Group array into array of tuples - odd length

Question

Assuming I have a path such as /resource/123/resourceb/b/someotherresource/. In this case someotherresource has no resource id. This example has 3 resources, but I need to handler anywhere between 1-4 resources.

What is a pythonic way to split it into [(a,b), (c,d), (e, None)]

Example:

x =  '/resource/123/resourceb/b/someotherresource/'
xplit = x.split('/')
>>> [ 'resource', '123', 'resourceb', 'b', 'someotherresource']
import magic
# ideal result
>>> [ ('resource', '123'), ('resourceb', 'b'), ('someotherresource', None)]

I know I can do it the stupid way, but is there a simple way to split & pair an array of odd length ?

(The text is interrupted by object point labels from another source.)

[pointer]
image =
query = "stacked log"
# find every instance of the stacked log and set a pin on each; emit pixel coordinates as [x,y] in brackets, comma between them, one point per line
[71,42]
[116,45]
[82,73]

Would adapting [this answer](http://stackoverflow.com/questions/312443/how-do-you-split-a-list-into-evenly-sized-chunks-in-python) to handle odd numbers do the trick, or is that the stupid way of which you speak. — cms_mgr, Feb 04 '13 at 17:47
@cms_mgr The top answer to that question is sub-optimal as it only works on sequences, not arbitrary iterables. — Gareth Latty, Feb 04 '13 at 17:49

Martijn Pieters · Answer 1 · 2013-02-04T17:50:22.663

2

Use itertools.izip_longest() and iter magic:

import itertools
list(itertools.izip_longest(*[iter(xplit[1:])]*2))

We start at index 1 because the leading / slash gives you an empty element at the start.

Alternatively, strip of the slashes at start and end:

list(itertools.izip_longest(*[iter(x.strip('/').split('/'))]*2))

Output:

>>> list(itertools.izip_longest(*[iter(x.strip('/').split('/'))]*2))
[('resource', '123'), ('resourceb', 'b'), ('someotherresource', None)]

Wrapped up as magic method:

import itertools

def split_to_pairs(path):
    path = path.strip('/').split('/')
    return list(itertools.izip_longest(*[iter(path)]*2))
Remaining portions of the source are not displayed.